Thursday, February 3, 2011

    Students at sea sans syllabus to study

    KATHMANDU: Thousands of students of Tribhuvan University are a confused lot, thanks to the country’s oldest university’s failure to provide them with course of study.

    TU a few years ago changed the course of study for bachelor’s and master’s in humanities and bachelor’s in management stream, but it is yet to finalise the syllabus. Nor have the students been advised about reference books.Mahesh Upadhya, Head of Humanities Department, St Xavier’s College, a TU-affiliated campus, said due to the lack of syllabus of critical thinking, a subject in bachelor’s third year, the students were baffled as to what course they should follow.

    “TU changed the curriculum two years ago when the students, currently in their third year of education, were in their first year.

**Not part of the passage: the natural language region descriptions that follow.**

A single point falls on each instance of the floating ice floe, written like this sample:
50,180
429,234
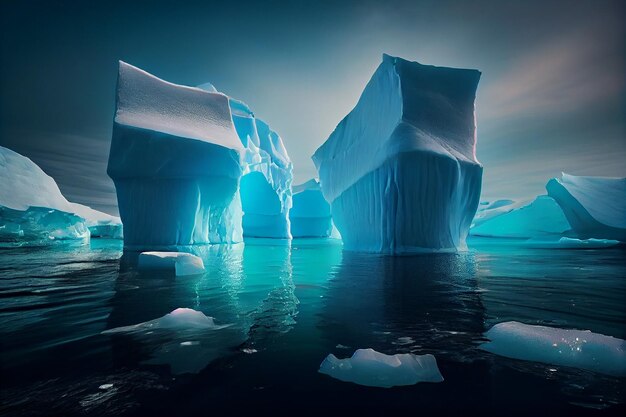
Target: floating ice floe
594,206
179,319
541,217
179,262
575,348
570,243
370,368
400,170
310,214
33,210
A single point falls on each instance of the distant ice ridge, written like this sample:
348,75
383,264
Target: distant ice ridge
181,263
265,187
400,170
594,206
575,348
374,369
176,162
32,208
541,218
310,215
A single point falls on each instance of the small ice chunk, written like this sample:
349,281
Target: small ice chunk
571,243
179,319
182,263
374,369
575,348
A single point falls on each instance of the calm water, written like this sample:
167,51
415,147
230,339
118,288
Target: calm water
290,306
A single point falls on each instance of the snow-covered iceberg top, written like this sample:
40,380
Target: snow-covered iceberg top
24,184
575,348
265,187
32,208
148,102
594,206
541,217
176,162
374,369
179,262
400,170
406,106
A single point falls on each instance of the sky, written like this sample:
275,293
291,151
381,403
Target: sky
552,96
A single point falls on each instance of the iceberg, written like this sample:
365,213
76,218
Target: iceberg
400,170
181,263
374,369
179,319
310,213
176,162
594,206
541,217
33,209
265,187
575,348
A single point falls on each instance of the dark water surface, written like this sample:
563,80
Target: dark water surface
290,306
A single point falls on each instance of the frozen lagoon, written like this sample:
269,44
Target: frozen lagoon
289,306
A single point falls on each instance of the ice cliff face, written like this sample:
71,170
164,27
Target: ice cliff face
310,215
594,206
400,170
541,218
33,210
176,162
265,187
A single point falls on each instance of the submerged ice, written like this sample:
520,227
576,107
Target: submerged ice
400,170
374,369
574,348
179,262
33,210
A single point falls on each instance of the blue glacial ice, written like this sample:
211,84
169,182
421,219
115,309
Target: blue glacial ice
540,218
575,348
176,162
594,206
400,170
33,210
374,369
265,187
179,262
310,214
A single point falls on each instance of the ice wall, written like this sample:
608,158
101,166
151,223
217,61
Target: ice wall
400,170
541,218
594,206
310,215
176,162
265,187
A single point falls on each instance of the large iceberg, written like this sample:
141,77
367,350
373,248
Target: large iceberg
33,210
541,218
265,187
575,348
310,215
400,170
594,206
176,162
374,369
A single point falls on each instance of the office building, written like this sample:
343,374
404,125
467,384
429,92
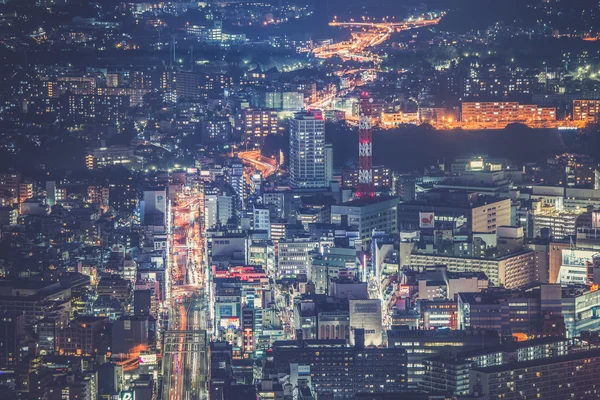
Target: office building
12,330
307,151
571,376
339,371
504,113
379,214
258,124
586,110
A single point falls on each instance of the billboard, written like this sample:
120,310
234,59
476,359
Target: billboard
578,258
426,219
148,359
596,219
127,395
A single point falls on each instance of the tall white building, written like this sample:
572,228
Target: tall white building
261,219
218,209
307,151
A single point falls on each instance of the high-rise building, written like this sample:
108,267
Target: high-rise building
11,332
570,376
238,183
586,110
307,150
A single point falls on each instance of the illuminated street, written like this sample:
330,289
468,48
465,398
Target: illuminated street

Unfortunately, TU is yet to provide them with a new syllabus for critical thinking,” said Upadhya.

    Upadhya accused the Curriculum Development Centre of not making the course of study available.

    Master’s in humanities’ students are facing a similar problem. The classes are on, but the students are completely unaware of what syllabus to follow. “The classes began in October, but we don’t have the syllabus yet,” said Ritesh Pandey, an MA second year student at Ratna Rajya Campus.

    And the management students have their own share of woes. “We faced problems during our first year exam earlier,” said Santosh Adhikari, a BBS third year student at Premier College. “We studied new course but got questions from old course.” Rishi Neupane, Academic In-charge, Premier College, a TU affiliated college said they were yet to get model questions and reference books.

    CDC Director Keshav Shrestha said CDC was unable to distribute the syllabus, as the subject committee was yet to prepare it.

    Navaraj Kandel, Dean, Faculty of Humanities and Social Sciences, said dilly-dallying attitude of members of the subject committee was to blame for the delay. According to TU, 369,880 students are currently studying several subjects at different levels in 60 constituent colleges and 732 affiliated campuses across the country.